After a week or two of this, clarity finally comes. An email notifies the student of the time and date on which they can view their results. The waiting days begin to blur together.
Colleges tend to release their first wave of admissions decisions—Early Action, Early Decision—during this part of the year. When the big day arrives, students around the world sit in front of their computer screens with bated breath. For some, it is one of the happiest days of their adolescent lives. For others, there is only disappointment.
If you fall into the latter camp, this post is for you. It’s hard not to feel cheated. After all of the buildup, all of the anxiety, it’s hard not to feel sad and angry.
But life goes on—and so does the college admissions process. So before you a. start scrambling to meet January Regular Decision deadlines or b. accept total defeat and completely give up, there are some critical next steps you should take. We’ve outlined them for you below:
Allow yourself to hurt.
There may be tears, and that’s okay. Let yourself be mad, frustrated, unhappy. You are human, and you are allowed to feel things, so feel them deeply. Scream into a pillow, scream in your backyard, sob as hard as you want. College applications are a thing into which you pour a lot of time and energy, and it’s only natural that you’ll be upset if you don’t receive the desired result of your work. But after months of building pent-up stress, this is an opportunity for you to release all of that.
Stay away from online forums and social media.
In the days following decision release, there will inevitably be countless social media posts and Internet message boards on which applicants post their “stats”—laundry lists of activities and test scores, accompanied by results. It’s easy to look at these posts and compare yourself to their authors. But do your best to stay away from them, because at the end of the day, you’ll never know exactly why someone else with a lower GPA or less activities got in, or why someone with ‘better’ stats didn’t. You can only be yourself; analyzing the lives of others is never productive.
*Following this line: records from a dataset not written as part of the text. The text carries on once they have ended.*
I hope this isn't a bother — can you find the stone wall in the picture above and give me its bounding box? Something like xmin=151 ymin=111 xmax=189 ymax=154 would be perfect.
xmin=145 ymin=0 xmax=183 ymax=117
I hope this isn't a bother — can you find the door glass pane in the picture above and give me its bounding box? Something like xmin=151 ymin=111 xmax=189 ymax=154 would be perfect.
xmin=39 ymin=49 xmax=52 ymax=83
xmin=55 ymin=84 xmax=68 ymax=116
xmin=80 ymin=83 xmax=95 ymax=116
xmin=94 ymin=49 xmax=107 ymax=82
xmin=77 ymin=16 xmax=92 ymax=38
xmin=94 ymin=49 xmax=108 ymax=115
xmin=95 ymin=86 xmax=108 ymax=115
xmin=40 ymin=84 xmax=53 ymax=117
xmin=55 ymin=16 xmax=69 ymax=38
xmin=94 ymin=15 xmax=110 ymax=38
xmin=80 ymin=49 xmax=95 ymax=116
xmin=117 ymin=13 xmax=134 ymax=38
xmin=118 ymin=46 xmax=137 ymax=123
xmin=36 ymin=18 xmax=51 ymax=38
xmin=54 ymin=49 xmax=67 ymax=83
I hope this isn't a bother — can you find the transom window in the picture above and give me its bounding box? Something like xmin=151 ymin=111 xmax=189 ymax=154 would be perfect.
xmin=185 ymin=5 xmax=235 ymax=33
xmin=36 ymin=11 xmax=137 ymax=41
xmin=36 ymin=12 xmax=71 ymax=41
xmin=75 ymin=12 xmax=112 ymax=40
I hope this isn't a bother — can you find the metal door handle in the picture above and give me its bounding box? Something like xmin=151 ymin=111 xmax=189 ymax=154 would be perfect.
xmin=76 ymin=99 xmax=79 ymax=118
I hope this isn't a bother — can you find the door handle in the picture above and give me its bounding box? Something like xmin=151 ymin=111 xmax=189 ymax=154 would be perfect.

Remind yourself that this rejection is not a reflection of your character.
Rejection oftentimes feels personal, as if an admissions officer simply doesn’t like you. And how could it not be, when all the components of a college application—academic interests, extracurricular activities, personality in your essays—are the same components that make up you?
But that’s exactly it—remember who you are. After a day or two of mourning, remember that all of those things—activities, your personality—are things that no one can take away from you. Just because you were rejected doesn’t mean that those things are inherently bad; it just means that they may not have been a right fit for the school. And just because they were not a right fit for the school doesn’t mean that you are not a good fit for hundreds of other schools.
Reevaluate your goals and consider your options.
Where do you want to go from here? If you’re dead-set on your first choice, you may think about taking a gap year of travel or employment before reapplying; remember also that transferring after one or two years of study at another institution is always an option.
If you’d like to expand your options a bit, begin looking at other schools to apply to. While this isn’t to ‘diss’ your Early Decision school, it’s possible that you may have been looking at it through rose-colored glasses. Now is a great time to reconsider your original wants and ask yourself some essential questions about college: Do you still want to study the thing that you originally chose as your major? Do you still want to study in the same city or town that you originally wanted? What did you like about your Early Decision/Action choice, and what did you dislike? These are questions that will take you right into our next step.
Research other schools.
Take your answers from Step Four and use them to find new options. In researching other colleges, it’s important to be realistic. If, for example, you were rejected from an extremely selective school, it may be wise to look at slightly less selective schools. You can use Niche’s Best Colleges to customize a list of schools based on factors like this, in addition to virtually whatever else you want. Our tools allow you to sort schools by major, cost, and student body size, just to name a few. And after you’ve compiled a list, take a look at Niche reviews to get a better idea of student life.
Apply to other schools.
Keeping those early to mid-January deadlines in mind, work on your applications. Make sure to have a trusted adult—parent, school counselor, favorite teacher—offer suggestions for improvement, as you want your next round of applications to be as successful as possible.
Congratulations—you’ve done it! You’ve gotten through one of the most difficult times of your high school career. Take some time to de-stress, hang out with your friends, and treat yourself to something nice. You deserve it.